Mentre resta alta la tensione su Taiwan ci sono campi in cui il conflitto tra Stati Uniti è già deflagrato. Una lotta senza esclusione di colpi in cui si intrecciano geopolitica, ricerca scientifica ed economia e in cui i governi tentano poco a poco di riconquistare una parte dell’influenza persa con la globalizzazione. La politica spinge insomma per il decoupling ma ci sono anche considerazioni economiche da tenere in conto: è davvero conveniente far rientrare in Stati Uniti e Europa produzioni ormai da tempo proficuamente collocate in estremo Oriente e in particolare in Cina, l’odierna ‘ fabbrica del mondo’?

C’è sempre stato in realtà un rapporto privilegiato tra grande capitale e politica, fin dai ‘tempi d’oro’ della prima rivoluzione industriale: “i capitalisti hanno dovuto essere inventati, nutriti e protetti dagli Stati”, annota lo storico Donald Sassoon (L’alba della contemporaneità, Padova University Press 2019, p. 31). Anche in epoche molto più recenti ci sono state guerre commerciali, persino tra alleati, come quella di cui scrive Alessandro Aresu, analista e consigliere scientifico della rivista Limes, nel suo ultimo saggio Il dominio del XXI secolo. Cina, Stati Uniti e la guerra invisibile sulla tecnologia (Feltrinelli 2022).

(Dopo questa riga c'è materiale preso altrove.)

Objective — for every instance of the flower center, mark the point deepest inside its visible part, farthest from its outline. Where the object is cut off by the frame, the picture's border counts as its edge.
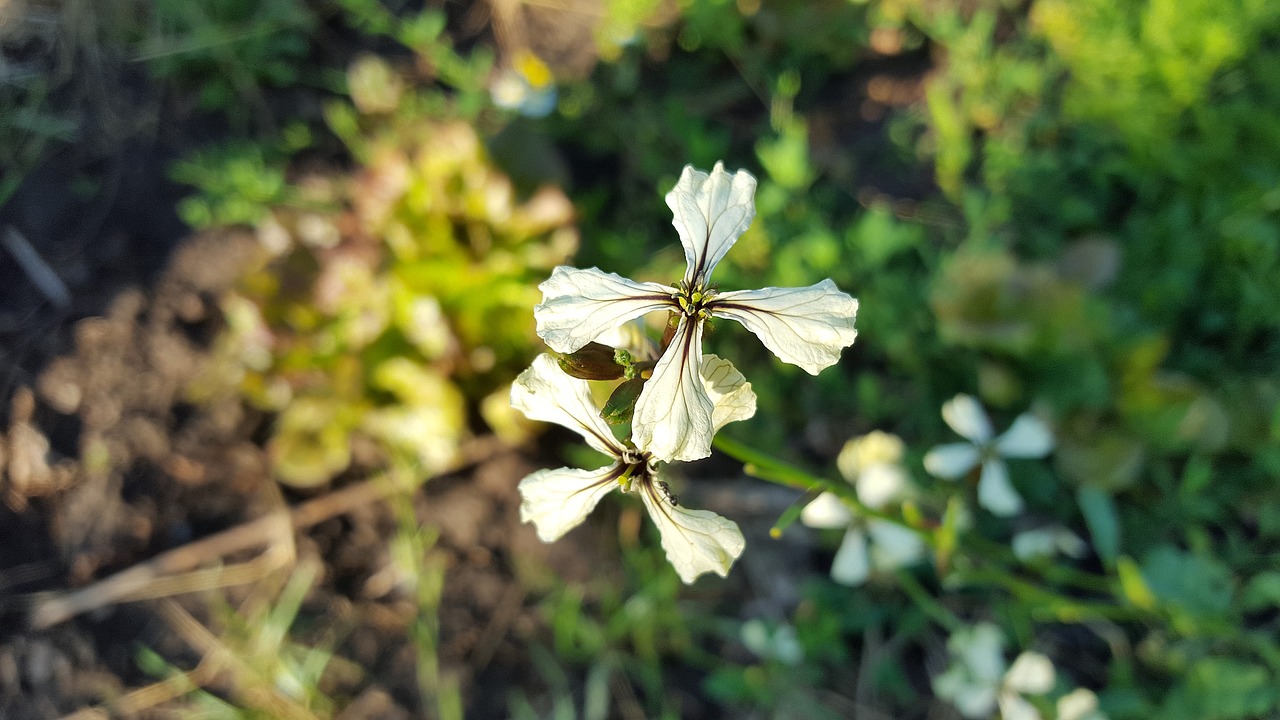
(693, 299)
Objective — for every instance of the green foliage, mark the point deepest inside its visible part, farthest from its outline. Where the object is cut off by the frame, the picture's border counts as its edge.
(229, 50)
(1101, 246)
(384, 326)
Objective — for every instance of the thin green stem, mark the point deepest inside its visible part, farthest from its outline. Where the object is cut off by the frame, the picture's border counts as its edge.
(941, 614)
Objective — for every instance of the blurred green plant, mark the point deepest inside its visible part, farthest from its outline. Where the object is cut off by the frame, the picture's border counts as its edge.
(374, 331)
(228, 50)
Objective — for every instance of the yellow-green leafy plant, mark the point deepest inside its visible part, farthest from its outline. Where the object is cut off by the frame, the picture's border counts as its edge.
(391, 301)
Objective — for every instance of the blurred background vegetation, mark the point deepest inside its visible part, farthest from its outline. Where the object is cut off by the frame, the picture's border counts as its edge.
(1070, 206)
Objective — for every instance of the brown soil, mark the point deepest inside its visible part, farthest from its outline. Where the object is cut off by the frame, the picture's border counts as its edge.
(106, 466)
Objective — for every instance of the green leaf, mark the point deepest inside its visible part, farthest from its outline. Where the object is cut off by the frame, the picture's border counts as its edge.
(1262, 592)
(1100, 515)
(1223, 689)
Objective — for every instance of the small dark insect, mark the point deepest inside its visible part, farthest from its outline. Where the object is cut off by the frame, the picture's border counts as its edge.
(671, 497)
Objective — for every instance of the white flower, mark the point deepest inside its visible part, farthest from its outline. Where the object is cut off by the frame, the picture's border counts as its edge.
(556, 501)
(778, 643)
(1027, 437)
(977, 680)
(872, 464)
(807, 326)
(1079, 703)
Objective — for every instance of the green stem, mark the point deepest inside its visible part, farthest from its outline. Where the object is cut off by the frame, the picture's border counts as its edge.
(940, 614)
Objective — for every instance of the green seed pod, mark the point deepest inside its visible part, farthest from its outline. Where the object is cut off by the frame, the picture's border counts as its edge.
(594, 361)
(622, 402)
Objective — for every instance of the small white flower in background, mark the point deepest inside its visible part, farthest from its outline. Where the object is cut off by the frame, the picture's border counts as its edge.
(873, 464)
(1027, 437)
(1045, 542)
(526, 86)
(1079, 703)
(807, 327)
(556, 501)
(977, 682)
(780, 643)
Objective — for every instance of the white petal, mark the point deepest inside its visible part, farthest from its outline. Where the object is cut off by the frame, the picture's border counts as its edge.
(673, 414)
(1043, 542)
(1034, 545)
(952, 460)
(967, 417)
(1015, 707)
(728, 391)
(556, 501)
(995, 492)
(851, 565)
(1027, 437)
(1079, 703)
(972, 698)
(880, 484)
(696, 541)
(979, 648)
(581, 305)
(826, 513)
(894, 546)
(544, 392)
(803, 326)
(711, 212)
(1031, 673)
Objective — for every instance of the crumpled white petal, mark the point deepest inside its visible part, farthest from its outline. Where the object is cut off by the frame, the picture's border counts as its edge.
(547, 393)
(974, 700)
(1027, 437)
(673, 414)
(557, 501)
(580, 305)
(851, 563)
(981, 650)
(1032, 673)
(826, 513)
(973, 679)
(803, 326)
(728, 391)
(894, 546)
(951, 460)
(695, 541)
(1043, 542)
(995, 492)
(1079, 703)
(711, 212)
(967, 418)
(1013, 706)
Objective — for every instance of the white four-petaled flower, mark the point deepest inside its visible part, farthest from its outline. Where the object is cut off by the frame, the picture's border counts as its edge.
(673, 415)
(1027, 437)
(873, 464)
(556, 501)
(977, 680)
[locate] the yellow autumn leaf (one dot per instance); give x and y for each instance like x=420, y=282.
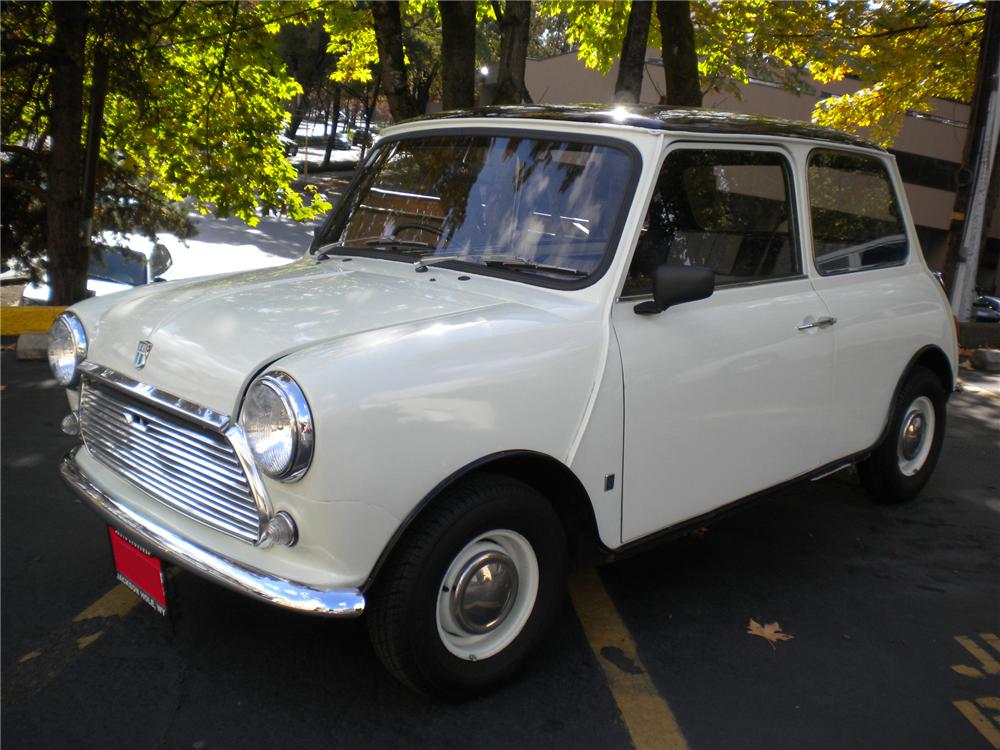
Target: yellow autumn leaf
x=770, y=633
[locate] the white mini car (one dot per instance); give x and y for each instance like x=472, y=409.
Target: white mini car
x=525, y=338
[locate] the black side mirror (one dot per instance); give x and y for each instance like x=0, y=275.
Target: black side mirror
x=673, y=285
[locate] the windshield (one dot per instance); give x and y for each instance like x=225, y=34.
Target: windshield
x=118, y=264
x=553, y=205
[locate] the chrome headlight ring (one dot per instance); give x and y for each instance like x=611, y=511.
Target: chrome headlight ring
x=67, y=349
x=296, y=453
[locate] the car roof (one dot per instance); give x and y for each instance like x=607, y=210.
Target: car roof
x=686, y=119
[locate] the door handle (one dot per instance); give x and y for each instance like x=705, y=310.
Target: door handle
x=818, y=323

Intervista di Daniele Mont D'Arpizio, montaggio di Barbara Paknazar

Il precedente è costituito dalla competizione tra Usa e Giappone, che negli anni ’80 attraverso i suoi giganteschi conglomerati industriali prende in mano il mondo dell’elettronica: dalla progettazione e la fabbricazione di chip, computer e sistemi di telecomunicazioni, al marketing e alla distribuzione, con economie di scala con le quali gli Stati Uniti non riescono a rivaleggiare. Così, quando nel 1986 Fujitsu tenta di acquisire la storica Fairchild, azienda simbolo della Silicon Valley, l’operazione viene bloccata sulla base dell’assunto che determinati settori economici sono essenziali per la sicurezza nazionale. Due anni più tardi il Congresso approva il cosiddetto Exon-Florio Amendment, che dà al Presidente degli Stati Uniti il potere di sospendere o vietare acquisizioni estere di società statunitensi: un pilastro di quella tendenza della politica commerciale americana che Aresu definisce sanzionismo e che trova espressione anche nell’attuale confronto con il dragone.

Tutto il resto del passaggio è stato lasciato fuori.